Pit Stop Restaurant owner Jill Frisbee said she has noticed increasing interest in the park since its inception in 2014.

"People are coming, and it's more every year," she said. "I've only ever heard positive things about the park from people coming through town. Anything negative I've heard, it's usually from someone local, and they usually haven't been out to see it."

Frisbee said it's not uncommon for people to drive to Lincoln for an afternoon, visit the park, then stop in to her restaurant, located on the east end of town, for a meal.

BPSW was chosen as a finalist for the Tourism award thanks to around thirty nominations and beat out fellow nominees The Archie Bray Foundation of Helena, and The Montana Chainsaw Carving Competition in Libby.

"We had several nominations from Lincoln, and actually several from people all over the world who saw how to nominate us on Facebook," BPSW President Becky Garland told the BVD.

The Lincoln Valley Chamber of Commerce was amongst those who wrote in to nominate Sculpture in the Wild.
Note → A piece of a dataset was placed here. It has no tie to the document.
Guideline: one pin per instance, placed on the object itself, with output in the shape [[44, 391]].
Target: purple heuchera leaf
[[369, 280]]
Richards, who's also the LVCC President, said she composed the nomination letter with the help of her daughter-in-law, Jackie Daniel.

"The Lincoln Valley Chamber of Commerce proudly supports the Blackfoot Pathways: Sculpture in the Wild," the nomination letter read. "BPSW offers a unique art experience that changes with the seasons and celebrates the rich cultural, environmental and industrial history of the Blackfoot Valley...BPSW has brought such a positive economic impact to our community."

In addition to the nomination, Richards said the Chamber has contributed financially to the park in the past and is currently a participant in the park's "Three Year Donor" program, which pledges $2500 per year for three years.

Garland reasons the award can only bring more visitors to Lincoln.

"I'm sure we will now have a presence, maybe a picture of the park, on the Visit Montana website," she said. "Just the fact that our peers and the people at the Tourism Office saw their way to giving us the award...that was just great."

"I think people are going to hear about us more, and they're going to see that we got this tourism award, and if they haven't already been to the Sculpture Park they will be curious and want to go to it," Richards agreed. "Any recognition is great for Lincoln."